LA’s Broken Field Runner Debut New Single/Music Video “Koreatown”
Sophomore LP ‘Lay My Head Down’ Out Friday, July 19 on Jetsam-Flotsam Records
Album Recorded and Engineered by Derek Ted (Field Medic, Owl Paws), Mastered by TW Walsh (Sufjan Stevens, Pedro The Lion), and Features Appearances By Chris Villeneuve (Drug Church) and Chris Tenerowicz (Self Defense Family)
LA indie rock 4-piece Broken Field Runner will release their second LP ‘Lay My Head Down’ on July 19 via Chicago’s Jetsam-Flotsam Records.
The video for the latest single “Koreatown” is premiering at New Noise Magazine: http://bit.ly/2xKmzjI.
“Koreatown” was inspired by the art, poetry, photography, & music of the following LA-based artists:
Yoshawn Smith (Instagram: @yoshawnsmith)
Joseph Lee (josephleeart.com)
Johnathan “Dumbfoundead” Park (dumbfoundead.com).
The album features ten previously unreleased tracks of brooding, contemplative indie rock recorded and engineered by Derek Ted (Field Medic, Owl Paws), mastered by TW Walsh (Sufjan Stevens, Pedro The Lion), and featuring Chris Villeneuve of Drug Church on drums, and Chris Tenerowicz of Self Defense Family on trumpet.
Photography by Andrew Franciosa.
Layout and design by Dane Erbach.
Pre-order here: http://jetflotsam.storenvy.com/
‘Lay My Head Down’ is the follow up to their album ‘Clear a Heaven So This Hearth Can Breathe’ which was released on Secret Audio Club before the label closed up shop. They released an EP ‘Heavy Hanging Fruit’ on jetsam-Flotsam in 2017.
About:
When singer and guitarist Anthony Bucci uprooted from Upstate New York and moved to Los Angeles in late 2016, his band Broken Field Runner was already an established indie act with two principal releases—the band’s debut, 2015’s Clear a Heaven So This Earth Can Breathe, which glows like a pop-punk effigy, its chords hot and bright; and the band’s follow-up EP, 2017’s Heavy Hanging Fruit, which smolders, its songs swaying with the weight of its tragic narrative. Though these releases reveal a songwriter unafraid of confronting the dense and difficult, the move to Los Angeles inspired the sort of introspection and emotion that Bucci had never before experienced—and, subsequently, an album’s worth of music.
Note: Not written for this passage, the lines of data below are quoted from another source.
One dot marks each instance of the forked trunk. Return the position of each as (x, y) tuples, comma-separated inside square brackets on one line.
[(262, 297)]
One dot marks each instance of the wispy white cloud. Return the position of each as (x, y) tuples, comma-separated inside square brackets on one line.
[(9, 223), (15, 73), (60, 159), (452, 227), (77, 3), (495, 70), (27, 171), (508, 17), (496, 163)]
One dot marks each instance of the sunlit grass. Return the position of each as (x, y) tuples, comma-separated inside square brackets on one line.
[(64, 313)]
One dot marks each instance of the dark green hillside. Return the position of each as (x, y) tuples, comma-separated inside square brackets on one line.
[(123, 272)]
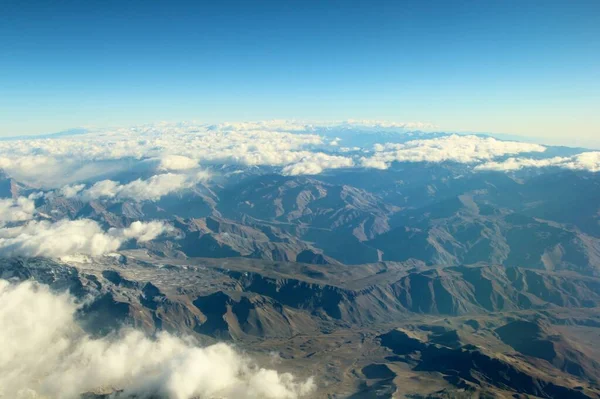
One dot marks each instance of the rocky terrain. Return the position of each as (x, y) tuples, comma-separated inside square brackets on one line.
[(417, 280)]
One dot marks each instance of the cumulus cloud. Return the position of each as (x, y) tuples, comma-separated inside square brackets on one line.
[(96, 155), (176, 162), (45, 354), (16, 210), (151, 189), (314, 164), (589, 161), (455, 148), (68, 237)]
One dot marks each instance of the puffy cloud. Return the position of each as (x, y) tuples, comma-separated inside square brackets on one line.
[(177, 162), (67, 237), (151, 189), (71, 191), (46, 355), (455, 148), (315, 163), (589, 161), (391, 125), (53, 162), (16, 210)]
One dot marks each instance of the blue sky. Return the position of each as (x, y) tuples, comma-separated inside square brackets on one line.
[(517, 67)]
Christened Lay My Head Down, Broken Field Runner’s second full-length balances the pop-punk altitude of the band’s debut with the emotional depth of its follow-up as it attempts to reconcile these West Coast-inspired complexities. Songs like “Palm Trees Wave,” whose stuttering beat stirs the song until it boils over, and the chiming, churning “Koreatown” perhaps best capture that balance of pop and weight, all as their chords waver like the rose-colored Los Angeles landscape. “Many of these songs seem like visceral reactions to the isolation of leaving people behind and crashing headlong into different cultures, worldviews, languages, customs, and friend groups,” Bucci says. “Maybe not the most flattering self-discovery, but sometimes that’s what you get when you hold a mirror up and try to really see yourself in it.” In Lay My Head Down, Broken Field Runner has created their most developed and dynamic record yet, one inspired by an honest confrontation of modern life’s complexities. “This record is called Lay My Head Down because with it I consider the various reasons why I decided to lay my head down here,” Bucci concludes. “I could see how someone my take it as defeatist, but I prefer to think of the record as a message of hope.”